# photoshop ? fill in number plates



## Guest (Dec 24, 2008)

when i blank out my number plate i would normally zoom in, get a colour match of the plate, then use a brush to fill it in

but for some reason all it does is ghost over the letters and fill in the colour part of the plate

and i cant seem to get it to do what i did before


----------



## Pieface876 (Nov 14, 2008)

I find Photoshops own editing tools best to remove number plates. Especially the swirling feature.


----------



## pixor (Jan 11, 2008)

I just use the select tool to draw round the bit I want to hide, then go Filter->Blur, Box Blur (Photoshop PS4).


----------



## Bigpikle (May 21, 2007)

just do it in photobucket when you load it - takes a few seconds.

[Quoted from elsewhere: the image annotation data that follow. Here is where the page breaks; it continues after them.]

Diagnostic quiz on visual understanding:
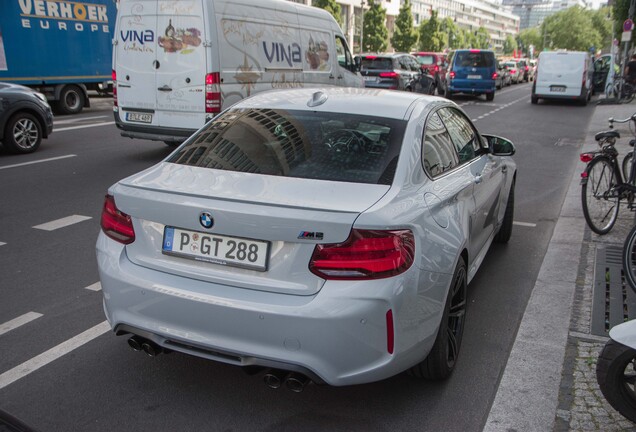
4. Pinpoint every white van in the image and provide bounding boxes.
[113,0,364,144]
[531,51,594,105]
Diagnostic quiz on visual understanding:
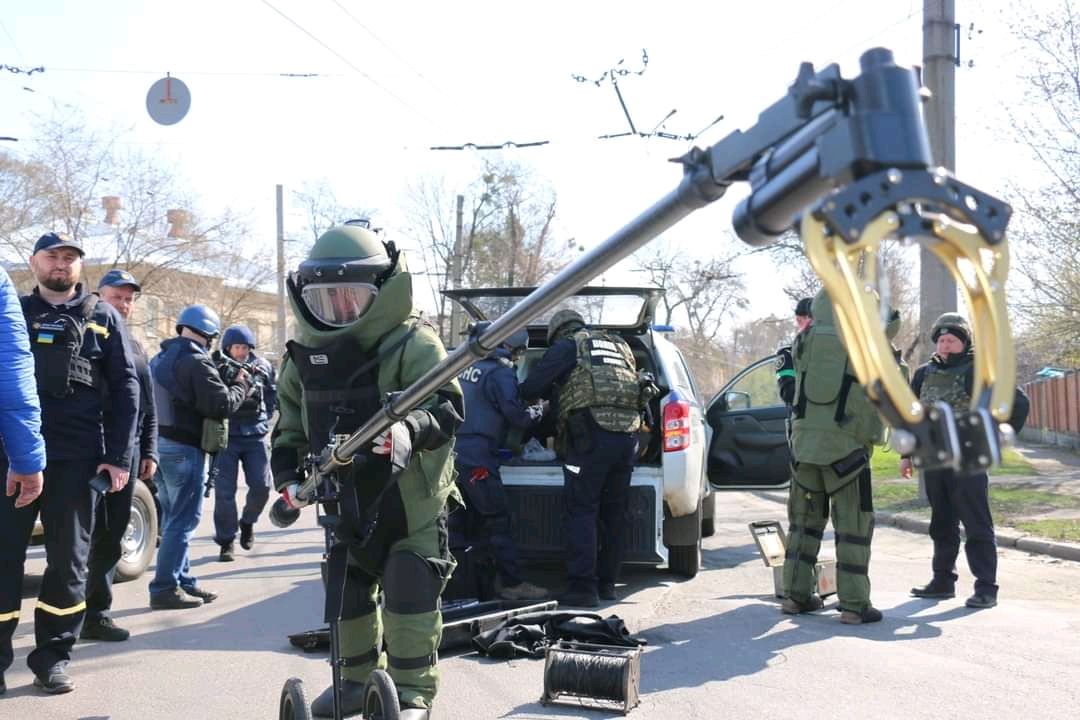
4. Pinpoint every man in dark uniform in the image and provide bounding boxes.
[150,304,248,610]
[0,232,138,693]
[777,298,813,408]
[521,310,643,608]
[79,269,158,642]
[900,313,1029,609]
[214,325,278,562]
[449,330,548,600]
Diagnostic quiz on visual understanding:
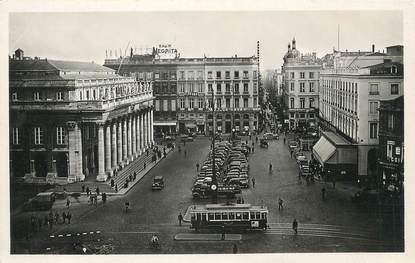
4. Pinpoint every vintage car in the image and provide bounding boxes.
[151,175,164,190]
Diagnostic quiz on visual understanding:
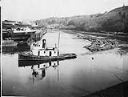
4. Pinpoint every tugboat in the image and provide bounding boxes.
[19,31,77,62]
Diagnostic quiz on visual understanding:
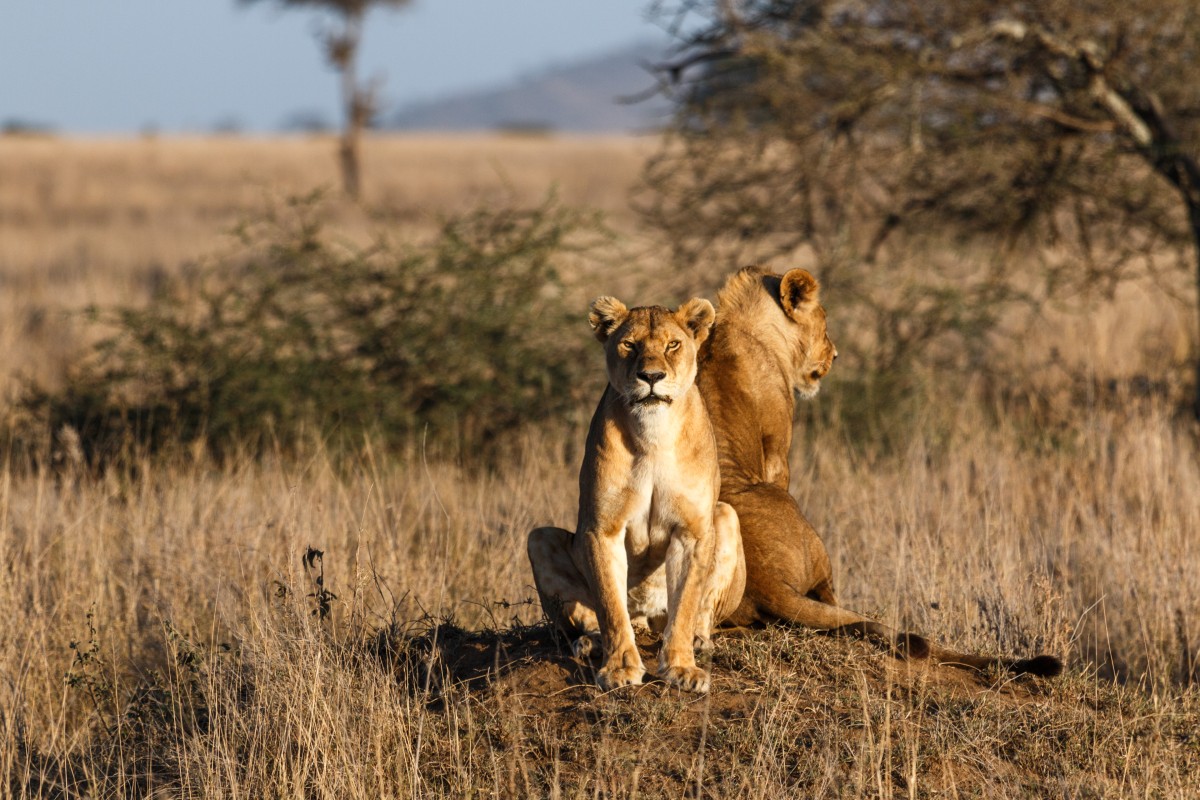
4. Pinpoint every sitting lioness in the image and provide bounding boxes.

Otherwise I also use the brush tool and select the plate colour. I also use Aperture and that has some nifty and faster editing tools, that are non-destructive, so never actually edit the image


----------



## Lloyd71 (Aug 21, 2008)

imolasport said:


> when i blank out my number plate i would normally zoom in, get a colour match of the plate, then use a brush to fill it in
> 
> but for some reason all it does is ghost over the letters and fill in the colour part of the plate
> 
> and i cant seem to get it to do what i did before


What is the brush opacity set to?


----------



## Maxtor (Feb 23, 2007)

http://www.detailingworld.co.uk/forum/showthread.php?t=47024&highlight=number+plate

:thumb:


----------